On entend maintenant souvent qu’il faut manger manger deux à trois fois par semaine, du poisson en alternant, le poisson blanc et le poison gras. Quelles sont leurs différents bienfaits ? Quels sont ces différents poissons ? Pour quelles raisons faut-il aussi parfois limiter cette consommation ?

Les poissons présentent plusieurs avantages pour notre alimentation. Ils apportent les protéines nécessaires à notre métabolisme, ainsi que des lipides pour certains, des minéraux et des vitamines. Ils sont soit plutôt maigres, soit intéressants en matière d’acides gras.

Tous les acides aminés indispensables sont présents dans la chair de poisson, comme dans la viande. La teneur et la composition des protéines est constante. Ce sont leurs proportions qui sont différentes: plus d’acides aminés libres et de protéines myofibrillaires, et beaucoup moins de collagène. Ce dernier étant également moins riche en hydroxyproline (intervenant dans la résistance des tissus conjonctifs) ce qui rend le poisson plus digeste.

Les glucides contenus dans la chair de poisson quel qu’il soit, sont exclusivement du glycogène, mais en faible quantité.

Les lipides et notamment les acides gras sont des macros éléments intéressants pour l’alimentation humaine. leur teneur varie entre 1 et 18% selon les espèces. Cette teneur est également variable en fonction des saisons, de la période de vie, du milieu naturel. Cela est surtout valable pour les poissons sauvages.

Les acides gras sont composés de trois classes: saturés, monoinsaturés et polyinsaturés (AGPI). Le corps ne synthétise pas les AGPI, il faut donc un apport alimentaire. Ils se trouvent dans les huiles, les oléagineux et les produits animaux. Les poissons gras comme le saumon, le thon rouge, la sardine, le hareng, sont riches en Oméga 3, ce, grâce aux végétaux aquatiques, et à la photosynthèse.

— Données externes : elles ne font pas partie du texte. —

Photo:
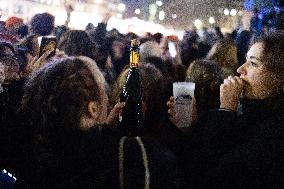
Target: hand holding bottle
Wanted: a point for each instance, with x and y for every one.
(171, 110)
(114, 113)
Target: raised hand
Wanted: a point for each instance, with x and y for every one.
(171, 110)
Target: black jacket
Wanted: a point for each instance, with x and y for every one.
(246, 151)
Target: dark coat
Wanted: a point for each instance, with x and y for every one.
(91, 160)
(246, 151)
(10, 100)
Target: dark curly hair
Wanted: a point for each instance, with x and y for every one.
(57, 96)
(42, 24)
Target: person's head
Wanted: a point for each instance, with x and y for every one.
(158, 37)
(59, 31)
(42, 24)
(64, 95)
(153, 90)
(77, 43)
(224, 53)
(23, 31)
(31, 44)
(13, 24)
(149, 49)
(164, 47)
(263, 72)
(158, 63)
(9, 60)
(207, 77)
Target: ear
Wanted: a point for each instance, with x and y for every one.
(93, 108)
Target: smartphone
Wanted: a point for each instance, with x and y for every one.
(183, 93)
(46, 43)
(172, 49)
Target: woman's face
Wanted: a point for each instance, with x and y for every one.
(260, 83)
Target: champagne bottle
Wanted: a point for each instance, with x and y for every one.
(131, 94)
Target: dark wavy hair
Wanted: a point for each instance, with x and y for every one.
(42, 24)
(57, 96)
(154, 92)
(207, 77)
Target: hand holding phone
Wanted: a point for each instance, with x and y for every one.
(172, 48)
(183, 93)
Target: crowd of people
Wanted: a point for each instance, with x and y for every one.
(60, 115)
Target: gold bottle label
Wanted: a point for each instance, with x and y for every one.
(134, 59)
(134, 56)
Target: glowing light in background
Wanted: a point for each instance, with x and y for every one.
(137, 11)
(233, 12)
(121, 7)
(3, 5)
(226, 12)
(198, 23)
(159, 3)
(211, 20)
(162, 15)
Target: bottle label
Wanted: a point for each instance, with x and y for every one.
(134, 59)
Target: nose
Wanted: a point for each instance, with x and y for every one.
(242, 69)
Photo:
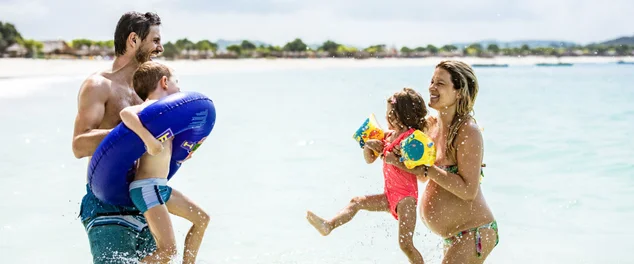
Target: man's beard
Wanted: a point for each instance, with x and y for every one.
(142, 56)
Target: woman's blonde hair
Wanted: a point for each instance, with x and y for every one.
(464, 80)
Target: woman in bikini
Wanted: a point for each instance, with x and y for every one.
(452, 204)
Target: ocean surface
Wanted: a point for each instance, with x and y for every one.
(558, 146)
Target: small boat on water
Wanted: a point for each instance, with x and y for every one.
(560, 64)
(493, 65)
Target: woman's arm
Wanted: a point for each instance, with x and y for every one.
(469, 160)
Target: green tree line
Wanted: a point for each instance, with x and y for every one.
(185, 48)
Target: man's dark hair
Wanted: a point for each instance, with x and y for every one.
(136, 22)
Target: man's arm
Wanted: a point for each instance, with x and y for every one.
(91, 105)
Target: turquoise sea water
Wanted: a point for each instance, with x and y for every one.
(558, 149)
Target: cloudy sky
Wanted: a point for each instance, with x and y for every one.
(353, 22)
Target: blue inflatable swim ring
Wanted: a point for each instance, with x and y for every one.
(188, 117)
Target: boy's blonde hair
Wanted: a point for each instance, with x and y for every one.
(147, 76)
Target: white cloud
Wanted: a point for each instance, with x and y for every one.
(354, 22)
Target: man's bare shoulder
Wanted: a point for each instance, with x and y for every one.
(96, 84)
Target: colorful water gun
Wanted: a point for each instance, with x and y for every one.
(369, 130)
(417, 149)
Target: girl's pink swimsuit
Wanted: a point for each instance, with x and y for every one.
(398, 183)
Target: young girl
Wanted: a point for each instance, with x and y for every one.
(406, 112)
(452, 204)
(149, 190)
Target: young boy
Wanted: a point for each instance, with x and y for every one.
(149, 191)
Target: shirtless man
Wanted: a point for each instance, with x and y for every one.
(116, 234)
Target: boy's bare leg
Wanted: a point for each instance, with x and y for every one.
(180, 205)
(160, 225)
(406, 211)
(377, 202)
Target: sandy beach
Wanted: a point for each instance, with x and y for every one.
(24, 68)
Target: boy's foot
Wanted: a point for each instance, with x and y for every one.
(320, 224)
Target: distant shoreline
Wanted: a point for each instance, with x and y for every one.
(11, 68)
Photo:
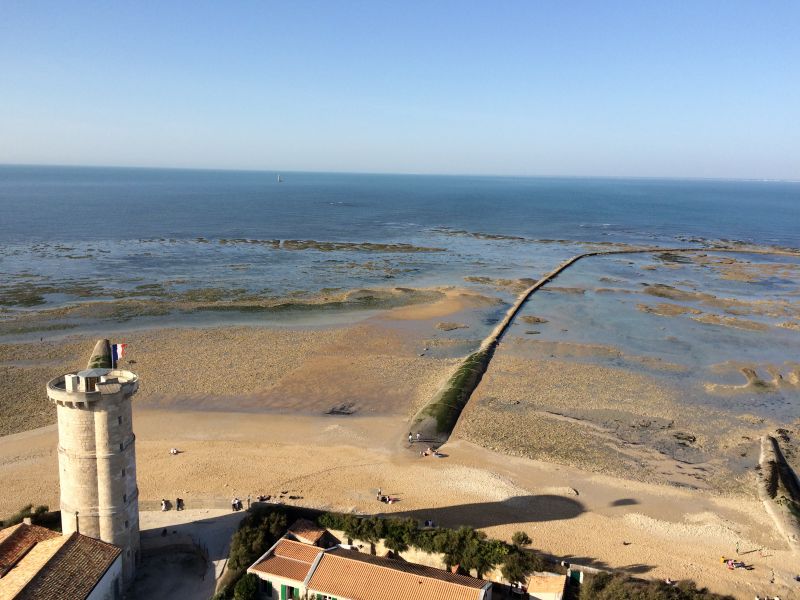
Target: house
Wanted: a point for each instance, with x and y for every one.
(292, 570)
(36, 563)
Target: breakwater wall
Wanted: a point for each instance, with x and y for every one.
(779, 491)
(436, 420)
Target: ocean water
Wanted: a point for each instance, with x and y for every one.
(125, 229)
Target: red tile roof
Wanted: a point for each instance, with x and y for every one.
(38, 563)
(350, 574)
(74, 570)
(16, 542)
(288, 559)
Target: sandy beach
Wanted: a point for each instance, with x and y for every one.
(318, 416)
(334, 462)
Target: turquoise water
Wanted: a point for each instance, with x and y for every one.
(120, 229)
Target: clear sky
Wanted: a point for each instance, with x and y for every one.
(697, 89)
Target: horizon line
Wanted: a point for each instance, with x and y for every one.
(400, 173)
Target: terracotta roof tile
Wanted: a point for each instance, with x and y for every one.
(27, 568)
(288, 559)
(350, 574)
(73, 571)
(16, 542)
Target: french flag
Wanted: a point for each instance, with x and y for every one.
(117, 352)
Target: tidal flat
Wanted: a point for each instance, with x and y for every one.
(671, 376)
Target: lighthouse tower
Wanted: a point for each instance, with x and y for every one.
(96, 454)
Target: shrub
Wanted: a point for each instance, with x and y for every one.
(615, 586)
(38, 516)
(246, 588)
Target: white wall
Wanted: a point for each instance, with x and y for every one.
(104, 590)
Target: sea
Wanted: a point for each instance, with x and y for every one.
(127, 228)
(88, 235)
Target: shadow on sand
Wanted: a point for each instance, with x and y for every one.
(519, 509)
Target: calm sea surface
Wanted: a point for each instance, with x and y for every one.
(125, 228)
(81, 204)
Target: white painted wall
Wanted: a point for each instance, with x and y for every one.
(105, 589)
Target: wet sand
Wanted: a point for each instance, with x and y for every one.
(338, 462)
(247, 406)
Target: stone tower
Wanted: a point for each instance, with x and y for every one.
(96, 454)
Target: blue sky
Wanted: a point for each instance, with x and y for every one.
(675, 89)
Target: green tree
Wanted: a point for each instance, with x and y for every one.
(482, 555)
(399, 534)
(246, 588)
(518, 565)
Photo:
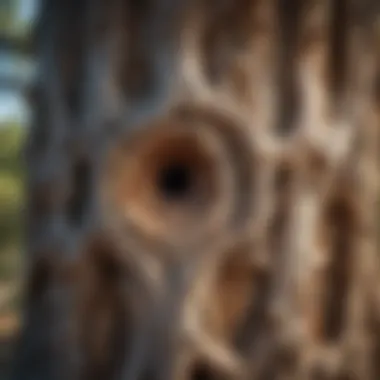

Les acides gras réduisent le taux de LDL-cholestérol, celui dit” mauvais”, et permettent de lutter contre les maladies cardio-vasculaires. Ils sont également important dans le maintien de la vision.

Le petit bémol à la consommation excessive de poisson, serait leur contamination par les produits chimiques tels que PCB, méthylmercure ou dioxines, délétères pour notre organisme. D’où la nécessité de varier l’origine, le type d’élevage et la provenance de votre poisson.

En conclusion, consommer un poisson maigre et un poisson gras par semaine éloignera les maladies cardiovasculaires, risques d’infarctus du myocarde, les cancers colorectaux et de la prostate, selon de nombreuses études.